Una de las funciones principales que tienen los glúteos es ofrecer estabilidad al cuerpo. Sin embargo, y tal y como nos recuerda Rober, de M de Movimiento, en este artículo  es que los glúteos forman parte del llamado “core” y, si estos músculos siguen dormidos o anestesiados, por mucho que entrenemos los abdominales vamos a tener problemas de estabilidad al final.

La primera vez que leí el término “amnesia glútea” fue de la mano de Juanje Ojeda, creador del grupo de Facebook “Movilidad Articular”, del blog que lleva su propio nombre y de un manual que tiene por título “3 pasos para salir del sedentarismo”. Es precisamente en este manual donde leí sobre la amnesia glútea y los beneficios de dejar la silla y sentarnos más en el suelo. A partir de ese momento, he procurado pasar al menos 30 minutos cada noche antes de irme a dormir y todos los días medito sentada sobre la alfombra. Algunos de los posts los he escrito desde la incomodidad del suelo y, ciertamente, he notado sus ventajas. Sin embargo, en relación a la cantidad de horas que me paso sentada en la silla de la oficina, sé que esto no es suficiente.

¿Qué debemos hacer entonces para hacerles recordar a nuestros glúteos cómo deben trabajar? Pues, como ya he dicho anteriormente, el primer paso es levantarnos de la comodidad de la silla y del sofá.  Tal y como nos indican en Power Explosive, el glúteo es un músculo que tiende a la inhibición, siendo “activado” en su totalidad únicamente cuando se emplean movimientos explosivos, directos y con peso. 

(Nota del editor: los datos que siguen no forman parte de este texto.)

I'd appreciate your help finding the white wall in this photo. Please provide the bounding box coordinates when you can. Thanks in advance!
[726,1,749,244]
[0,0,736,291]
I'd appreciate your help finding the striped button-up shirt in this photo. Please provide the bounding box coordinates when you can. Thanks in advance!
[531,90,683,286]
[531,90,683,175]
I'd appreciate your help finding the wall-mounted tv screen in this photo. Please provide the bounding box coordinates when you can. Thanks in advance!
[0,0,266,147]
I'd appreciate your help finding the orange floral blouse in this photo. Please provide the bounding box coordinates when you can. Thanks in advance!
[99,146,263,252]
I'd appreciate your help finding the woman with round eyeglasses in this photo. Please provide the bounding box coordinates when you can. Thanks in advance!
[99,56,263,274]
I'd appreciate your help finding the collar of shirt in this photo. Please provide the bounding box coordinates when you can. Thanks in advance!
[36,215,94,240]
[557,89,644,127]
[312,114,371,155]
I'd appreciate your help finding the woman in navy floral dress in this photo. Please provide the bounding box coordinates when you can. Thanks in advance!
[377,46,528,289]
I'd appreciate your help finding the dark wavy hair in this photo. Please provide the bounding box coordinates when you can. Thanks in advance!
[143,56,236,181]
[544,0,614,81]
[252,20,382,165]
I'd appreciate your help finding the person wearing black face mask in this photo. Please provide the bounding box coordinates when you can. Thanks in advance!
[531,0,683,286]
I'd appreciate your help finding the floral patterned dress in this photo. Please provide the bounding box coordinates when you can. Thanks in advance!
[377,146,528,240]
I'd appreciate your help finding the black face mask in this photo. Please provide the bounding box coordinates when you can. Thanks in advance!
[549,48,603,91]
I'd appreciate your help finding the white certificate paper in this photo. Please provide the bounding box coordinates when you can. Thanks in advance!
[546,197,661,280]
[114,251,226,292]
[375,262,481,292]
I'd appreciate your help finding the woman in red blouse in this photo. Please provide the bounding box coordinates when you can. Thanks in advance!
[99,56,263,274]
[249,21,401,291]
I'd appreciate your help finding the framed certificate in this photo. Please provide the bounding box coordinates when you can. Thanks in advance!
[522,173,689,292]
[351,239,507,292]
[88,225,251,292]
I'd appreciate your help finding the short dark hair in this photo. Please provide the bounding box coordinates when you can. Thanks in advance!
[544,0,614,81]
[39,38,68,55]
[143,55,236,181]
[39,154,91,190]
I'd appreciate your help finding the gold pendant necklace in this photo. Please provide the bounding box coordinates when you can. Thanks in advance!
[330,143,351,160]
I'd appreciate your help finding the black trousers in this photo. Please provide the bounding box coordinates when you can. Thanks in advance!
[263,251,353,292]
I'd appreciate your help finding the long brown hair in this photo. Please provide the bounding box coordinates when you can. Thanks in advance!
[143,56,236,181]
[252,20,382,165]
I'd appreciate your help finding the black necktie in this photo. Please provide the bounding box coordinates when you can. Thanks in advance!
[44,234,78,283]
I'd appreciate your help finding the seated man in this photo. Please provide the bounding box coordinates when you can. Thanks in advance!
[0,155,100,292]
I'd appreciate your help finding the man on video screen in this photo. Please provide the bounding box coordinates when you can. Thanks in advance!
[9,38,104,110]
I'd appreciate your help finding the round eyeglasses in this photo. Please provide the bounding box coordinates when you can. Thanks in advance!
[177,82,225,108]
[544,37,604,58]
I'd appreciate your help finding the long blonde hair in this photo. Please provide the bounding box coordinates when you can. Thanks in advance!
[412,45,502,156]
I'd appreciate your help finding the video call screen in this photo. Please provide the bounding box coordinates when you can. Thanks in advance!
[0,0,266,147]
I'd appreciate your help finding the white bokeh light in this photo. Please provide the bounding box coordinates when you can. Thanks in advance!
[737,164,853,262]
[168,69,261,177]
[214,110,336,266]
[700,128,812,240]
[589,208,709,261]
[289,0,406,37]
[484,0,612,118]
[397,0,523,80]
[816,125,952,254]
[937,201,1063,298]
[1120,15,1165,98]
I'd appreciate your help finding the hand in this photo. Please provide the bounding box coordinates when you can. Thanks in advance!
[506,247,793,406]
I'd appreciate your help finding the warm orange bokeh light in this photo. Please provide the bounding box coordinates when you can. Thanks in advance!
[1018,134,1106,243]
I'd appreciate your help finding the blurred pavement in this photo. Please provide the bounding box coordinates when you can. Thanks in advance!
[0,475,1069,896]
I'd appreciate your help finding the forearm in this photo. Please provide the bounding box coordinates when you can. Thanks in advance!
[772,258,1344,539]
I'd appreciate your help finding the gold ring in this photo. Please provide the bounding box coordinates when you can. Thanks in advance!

¿Quiere esto decir que lo único que podemos hacer es sentadillas con peso para activar nuestros glúteos? La respuesta es no. Levantarnos de la silla y comenzar a caminar es un buen primer paso. Es cierto que no estaremos activando los glúteos al 100% pero caminar es la actividad para la que el cuerpo humano sí está completamente diseñado y, lo que es más, es la actividad que el cuerpo espera que hagamos. 

Una vez hemos comenzado a alejarnos de la comodidad de la silla, es un buen momento para comenzar con otras actividades más exigentes para nuestros glúteos, como son las sentadillas, el peso muerto, los desplantes, etc. Marcos Vázquez, de Fitness Revolucionario, nos lo explica muy bien en el siguiente artículo.

Y ahora sí, os reto a todos a que comencéis a incorporar en vuestras rutinas unos 30 minutos de sentarse en otro lugar que no sea la silla, el sofá y derivados. Creedme, vuestro cuerpo y, sobre todo vuestros glúteos, os lo agradecerán.